L'UCI n'abandonne pas sa bataille juridique sur les limites des rapports de démultiplication.
Dans un communiqué de presse publié aujourd'hui, l'instance dirigeante du cyclisme a confirmé qu'elle ferait appel devant le plus haut tribunal de Belgique après avoir perdu la dernière manche dans sa bataille juridique avec le fabricant de composants SRAM.
Le différend porte sur un protocole de test de rapport de transmission maximal dirigé par l'UCI, qui limiterait les vélos à un rapport supérieur de 54×11.
Le protocole de test a été introduit lors de certaines courses en 2025 suite aux recommandations de SafeR, l'organisme de sécurité du sport. Il s'agissait de mesurer les rapports de démultiplication maximaux des coureurs et de recueillir des commentaires pour savoir si les restrictions pouvaient contribuer à réduire les vitesses et à améliorer la sécurité dans le peloton.
Le protocole de test s'est rapidement heurté à l'opposition de SRAM, qui a fait valoir qu'il favorisait effectivement certaines configurations de transmission et risquait de fausser la concurrence sur le marché des composants cyclistes.
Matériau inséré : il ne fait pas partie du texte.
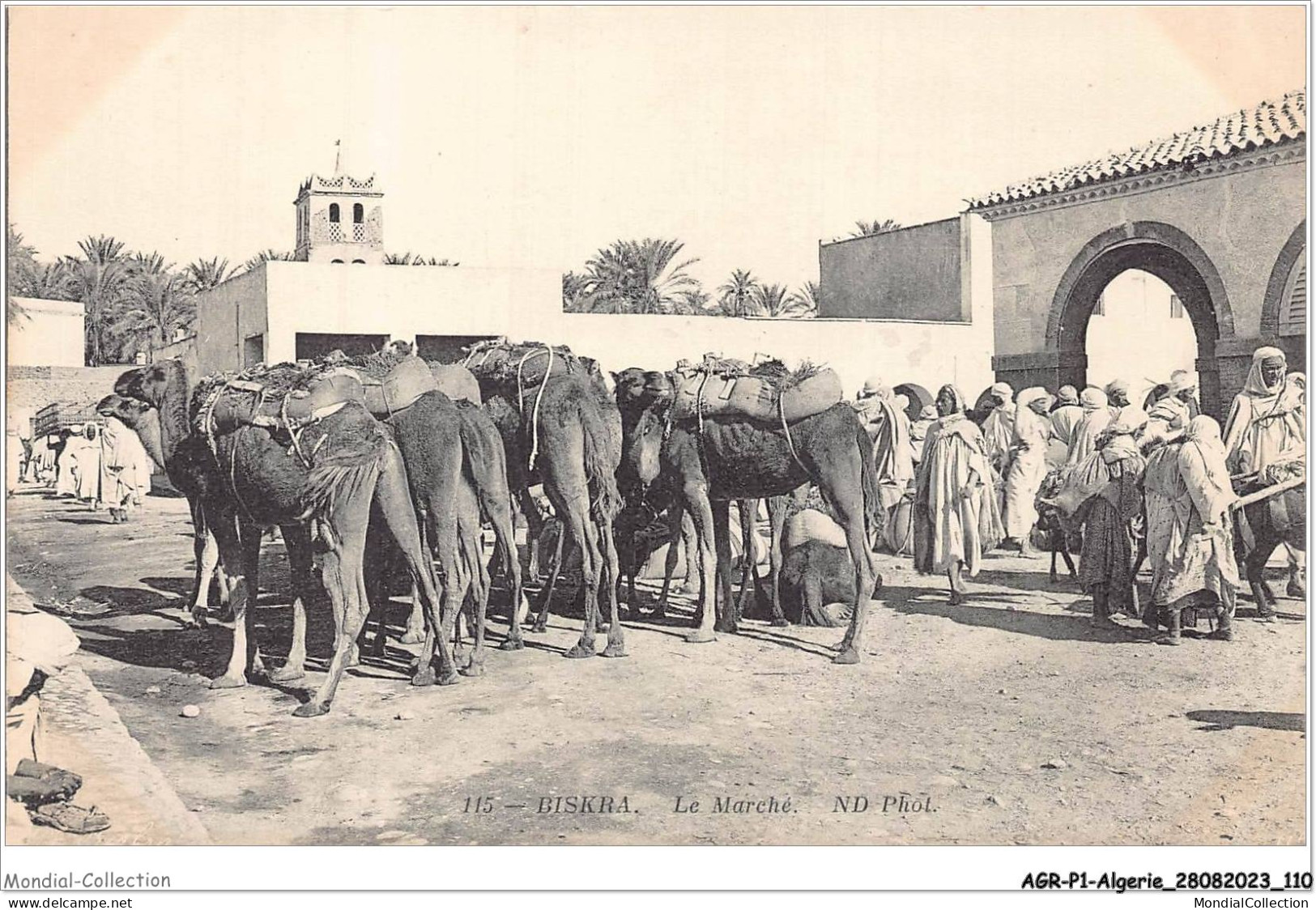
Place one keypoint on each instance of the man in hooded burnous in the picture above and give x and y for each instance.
(888, 427)
(1191, 545)
(956, 517)
(1027, 466)
(1267, 432)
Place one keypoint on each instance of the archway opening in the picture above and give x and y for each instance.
(1133, 309)
(1139, 332)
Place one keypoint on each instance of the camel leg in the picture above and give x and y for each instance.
(296, 538)
(777, 516)
(341, 571)
(674, 528)
(583, 537)
(480, 593)
(541, 619)
(505, 537)
(726, 621)
(415, 630)
(206, 551)
(533, 529)
(749, 568)
(235, 555)
(701, 512)
(853, 521)
(395, 505)
(616, 646)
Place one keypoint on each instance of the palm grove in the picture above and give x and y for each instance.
(136, 301)
(649, 276)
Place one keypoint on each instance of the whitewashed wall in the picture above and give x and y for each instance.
(50, 334)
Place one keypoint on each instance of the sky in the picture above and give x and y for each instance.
(530, 137)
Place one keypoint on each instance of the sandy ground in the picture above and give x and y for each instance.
(1003, 721)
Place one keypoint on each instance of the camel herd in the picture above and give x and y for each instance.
(383, 461)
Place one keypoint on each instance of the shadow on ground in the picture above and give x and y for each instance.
(1217, 721)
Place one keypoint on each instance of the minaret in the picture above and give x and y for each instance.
(340, 219)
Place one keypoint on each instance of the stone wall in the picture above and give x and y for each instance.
(31, 388)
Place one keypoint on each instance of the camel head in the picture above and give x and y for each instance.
(153, 383)
(138, 417)
(637, 388)
(642, 444)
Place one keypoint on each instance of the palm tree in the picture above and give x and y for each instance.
(810, 297)
(574, 294)
(50, 282)
(265, 255)
(98, 280)
(20, 265)
(640, 276)
(737, 295)
(157, 305)
(207, 274)
(775, 301)
(874, 228)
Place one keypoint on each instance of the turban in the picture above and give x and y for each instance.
(1128, 421)
(1092, 398)
(1118, 385)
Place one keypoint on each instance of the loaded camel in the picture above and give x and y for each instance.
(560, 427)
(320, 487)
(707, 461)
(456, 469)
(185, 479)
(636, 391)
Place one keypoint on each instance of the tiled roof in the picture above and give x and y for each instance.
(1267, 124)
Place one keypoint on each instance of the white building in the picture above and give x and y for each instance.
(324, 300)
(50, 333)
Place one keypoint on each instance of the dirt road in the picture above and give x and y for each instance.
(1004, 721)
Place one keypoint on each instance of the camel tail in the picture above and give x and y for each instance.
(484, 461)
(873, 517)
(600, 470)
(340, 479)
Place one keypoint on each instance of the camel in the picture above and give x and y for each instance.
(707, 463)
(143, 419)
(636, 391)
(452, 450)
(562, 429)
(249, 480)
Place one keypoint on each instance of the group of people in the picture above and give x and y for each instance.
(1153, 480)
(100, 463)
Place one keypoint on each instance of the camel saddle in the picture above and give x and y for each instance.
(528, 364)
(399, 388)
(732, 393)
(456, 381)
(267, 398)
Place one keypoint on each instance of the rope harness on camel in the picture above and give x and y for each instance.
(539, 398)
(273, 423)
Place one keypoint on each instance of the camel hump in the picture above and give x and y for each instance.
(812, 525)
(399, 388)
(756, 398)
(456, 381)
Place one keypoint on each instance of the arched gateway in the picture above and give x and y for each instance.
(1161, 250)
(1216, 212)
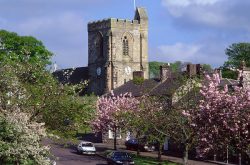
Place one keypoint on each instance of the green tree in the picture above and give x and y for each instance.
(237, 52)
(20, 140)
(23, 49)
(27, 84)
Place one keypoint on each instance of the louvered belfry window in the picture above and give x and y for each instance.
(125, 46)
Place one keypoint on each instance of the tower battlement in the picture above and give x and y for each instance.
(113, 23)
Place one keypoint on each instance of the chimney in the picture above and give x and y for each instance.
(165, 72)
(218, 70)
(193, 70)
(138, 74)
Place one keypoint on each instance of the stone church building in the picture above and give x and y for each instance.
(116, 49)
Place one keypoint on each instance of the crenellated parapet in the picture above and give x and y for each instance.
(113, 23)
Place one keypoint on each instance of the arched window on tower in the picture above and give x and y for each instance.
(125, 46)
(99, 44)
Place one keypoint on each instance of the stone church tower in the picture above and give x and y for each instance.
(117, 48)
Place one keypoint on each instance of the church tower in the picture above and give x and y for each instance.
(117, 48)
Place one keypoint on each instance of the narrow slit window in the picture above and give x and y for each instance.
(125, 46)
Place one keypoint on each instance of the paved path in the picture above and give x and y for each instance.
(102, 147)
(69, 156)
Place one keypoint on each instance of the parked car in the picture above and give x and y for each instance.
(132, 144)
(119, 158)
(86, 148)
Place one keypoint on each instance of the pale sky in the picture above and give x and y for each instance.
(195, 31)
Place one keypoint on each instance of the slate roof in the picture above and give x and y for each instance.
(155, 87)
(76, 75)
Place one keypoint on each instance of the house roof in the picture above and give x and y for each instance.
(72, 75)
(155, 87)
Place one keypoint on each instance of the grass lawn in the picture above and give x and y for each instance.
(142, 160)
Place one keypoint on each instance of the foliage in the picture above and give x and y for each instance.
(110, 111)
(20, 139)
(207, 68)
(154, 69)
(23, 49)
(138, 80)
(230, 74)
(142, 160)
(28, 85)
(223, 118)
(237, 52)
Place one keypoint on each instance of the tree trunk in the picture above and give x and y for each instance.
(185, 157)
(138, 149)
(239, 158)
(159, 152)
(115, 148)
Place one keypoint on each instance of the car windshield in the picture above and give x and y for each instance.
(87, 144)
(122, 155)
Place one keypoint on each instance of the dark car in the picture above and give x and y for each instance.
(119, 158)
(132, 144)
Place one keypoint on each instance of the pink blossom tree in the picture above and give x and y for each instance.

« Le protocole oblige SRAM à désactiver mécaniquement son rouage à 10 dents, réduisant ainsi les options de vitesses et plaçant les pilotes équipés de SRAM dans une situation désavantageuse par rapport à la concurrence », avait déclaré la marque à l'époque.
Le constructeur américain a contesté ces mesures devant l'Autorité belge de la concurrence (BCA), qui s'est finalement rangée du côté de SRAM et a ordonné à l'UCI de suspendre le programme d'essais.
« Les procédures de détermination des normes techniques édictées à cet effet, ainsi que les tests y afférents, doivent répondre à des conditions essentielles de proportionnalité, d'objectivité, de transparence et de non-discrimination compte tenu des conséquences économiques de ces normes », a indiqué la BCA.
« Ils ne peuvent pas aboutir à une restriction injustifiée de la concurrence entre les fournisseurs d'équipements sportifs. »
À son tour, l'UCI a fait appel de cette décision, arguant que le protocole était une mesure de sécurité plutôt qu'un problème de concurrence. La Cour d'appel de Bruxelles a toutefois rejeté ce recours, estimant que l'UCI n'avait pas suffisamment justifié les restrictions proposées ni démontré qu'elles étaient nécessaires et proportionnées pour atteindre l'objectif affiché d'améliorer la sécurité des coureurs.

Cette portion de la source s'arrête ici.